Também admito que sou torcedor e que, como tal, consumidor de produtos e notícias relacionadas ao mundo do futebol, em especial àquelas ligadas ao meu clube de coração e ao escrete canarinho, tendo inclusive já produzido textos sobre o assunto para blogs e wikis. Mas, em momento algum, ainda que quanto ao futebol por vezes nos exaltemos ou entremos em acaloradas discussões, em rodas de amigos, penso que tal temática podem nos tirar o foco das questões políticas, econômicas, sociais, culturais ou ambientais que realmente merecem nossa total atenção.
Mas o que é o futebol, enquanto extensão daquilo que nos é vendido através dos esportes e da cultura de massa, senão a versão contemporânea da política do “pão e circo” do Império Romano, situado historicamente na Idade Antiga (séculos V a.C. a V d.C.)?
Daí a associação com a já clássica obra do marxista Basbaum, a referida “Alienação e Humanismo”. Alienados estamos ou somos? E o que representa estar ou ser alienado?
De acordo com o Dicionário Aurélio, o vocábulo “Alienação” tem, entre outros sentidos não relacionados ao foco do presente texto, os seguintes significados:
1. Ato ou efeito de alienar (-se).
2. Falta de Consciência dos problemas políticos e sociais.
Neste caso, vale atentar tanto para a primeira quanto para a segunda definição, já que ambas, de alguma forma, contribuem para uma melhor compreensão daquilo que estamos vivendo. Ao definir, primeiramente, que a Alienação consiste no “ato ou efeito de alienar (-se)”, percebemos que tal ação, a princípio, se estabelece a partir do próprio indivíduo, não cabendo tal responsabilidade a terceiros, ao menos não diretamente, como discutiremos a seguir... A questão, nesta definição inicial, é saber se a alienação é consciente ou inconsciente e daí, neste sentido, cabe a percepção da participação de terceiros no processo de alienação...
Quanto à segunda afirmação constante no Aurélio, aquela que destaca a “falta de consciência dos problemas políticos e sociais”, complementar ao primeiro racicínio, já que o explica, é que entra a afirmação do goleiro Rogério Ceni. Enquanto no Senado vemos as falcatruas e conchavos que permitem a continuidade de José Sarney, Renan Calheiros e Fernando Collor de Mello (entre tantos outros) no comando do legislativo nacional, torcedores da Portuguesa (assim como noutros tempos são paulinos, corintianos, palmeirenses, flamenguistas, santistas, vascaínos, atleticanos, gremistas...) invadem vestiários e ameaçam a integridade física de atletas e membros da comissão técnica...

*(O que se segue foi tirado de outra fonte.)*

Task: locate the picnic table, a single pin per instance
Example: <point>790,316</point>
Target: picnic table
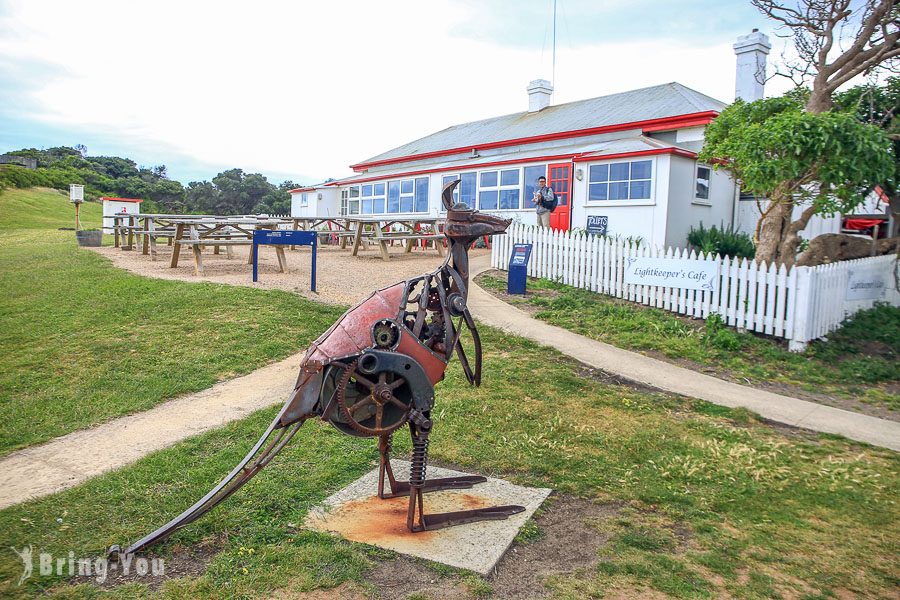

E não paremos no Senado... A censura ao jornal “O Estado de São Paulo”, as questões relativas à saúde pública (como a epidemia de gripe suína), os problemas sérios constatados na educação nacional (como os resultados sucessivos que demonstram o fracasso em testes internacionais), o arquivamento das denúncias contra o ex-ministro Palocci, os rumos do petróleo abaixo da camada pré-sal (e todo o dinheiro relacionado a isto), os desvios de verbas em diferentes instâncias, as obras superfaturadas, as fortunas de políticos em paraísos fiscais... Quantas questões importantes estão sendo colocadas de lado para que, em seu lugar, os inconformados e (excessivamente) apaixonados torcedores se disponham a agredir os atletas e treinadores de seus times?
Neste caso, as palavras de Rogério Ceni se tornam ainda mais claras quando ele diz que "os brasileiros não se revoltam com coisas que acontecem com dinheiro do bolso deles” e, relacionamos tal raciocínio com o complemento de seus dizeres, ao afirmar que “se tivéssemos a mesma bravura para combater político corrupto, teríamos um país melhor.”
Ao encurtar o caminho entre introdução e finalização de pensamento, queremos mostrar que o goleiro pensou e articulou sua fala, enquanto homem público, esportista vencedor e pessoa que tem imagem positiva perante o público (independentemente de qualquer paixão clubística), relacionando aquilo que é realmente importante aos olhos de qualquer cidadão, ou seja, o estrago ou rombo que lhe é causado no bolso e a corrupção que existe no país...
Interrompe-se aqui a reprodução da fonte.